1
Long leg and short leg
If a perp is cheaper on Exchange A and more expensive on Exchange B, the trader may go long on A and short on B. The aim is to profit if the difference narrows or if the funding setup pays the position.
- Go long where the contract is relatively cheap.
- Go short where the contract is relatively expensive.
- The two legs together reduce direct market direction risk.
2
Why spreads appear between exchanges
Perp prices can differ because of different demand, index calculation, funding intervals or liquidity. Even a hedged position can see the two legs move apart for a while before converging.
- Different order flow moves each exchange separately.
- Index and mark price methods differ between venues.

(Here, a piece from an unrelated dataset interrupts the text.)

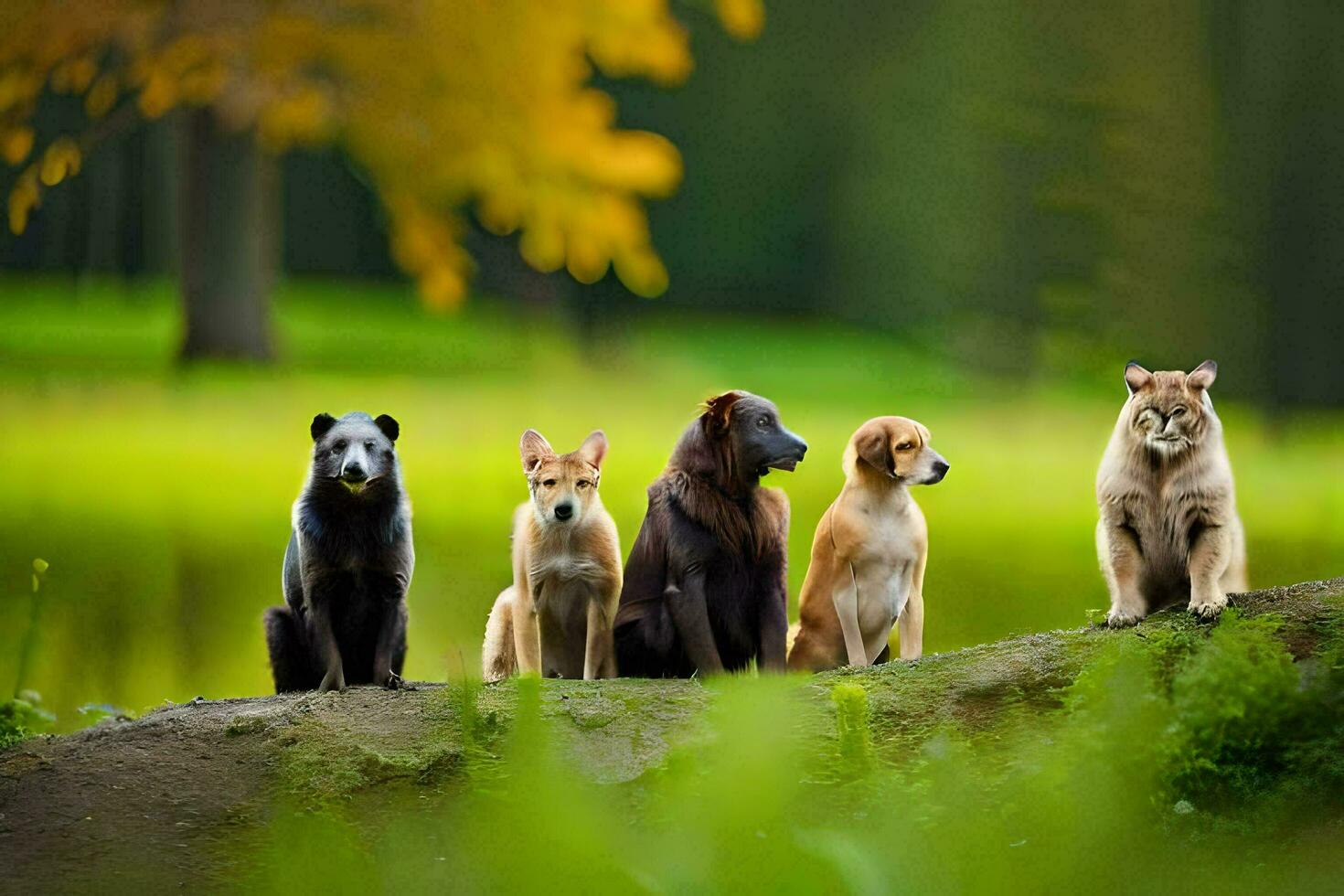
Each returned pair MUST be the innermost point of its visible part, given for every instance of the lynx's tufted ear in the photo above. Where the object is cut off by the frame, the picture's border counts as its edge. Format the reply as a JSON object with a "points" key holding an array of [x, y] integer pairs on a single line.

- One exchange can spike on thin liquidity.
3
Entry spread and exit spread
Execution quality is everything. Entry spread is the cost of opening both legs now; exit spread is the cost of closing them later. A good entry can still lose if the exit is expensive.
- Judge the trade on executable prices, not last price.
- A favorable entry does not guarantee a favorable exit.
- Plan the exit before you open the position.
4
Leverage, funding and closing
Futures introduce margin, mark price, funding and liquidation. Leverage magnifies both the edge and the risk, so position size and margin mode matter as much as the spread.
- High leverage can liquidate one leg on a temporary divergence.
- Funding can add to or subtract from the result.
- Close both legs together to lock the captured spread.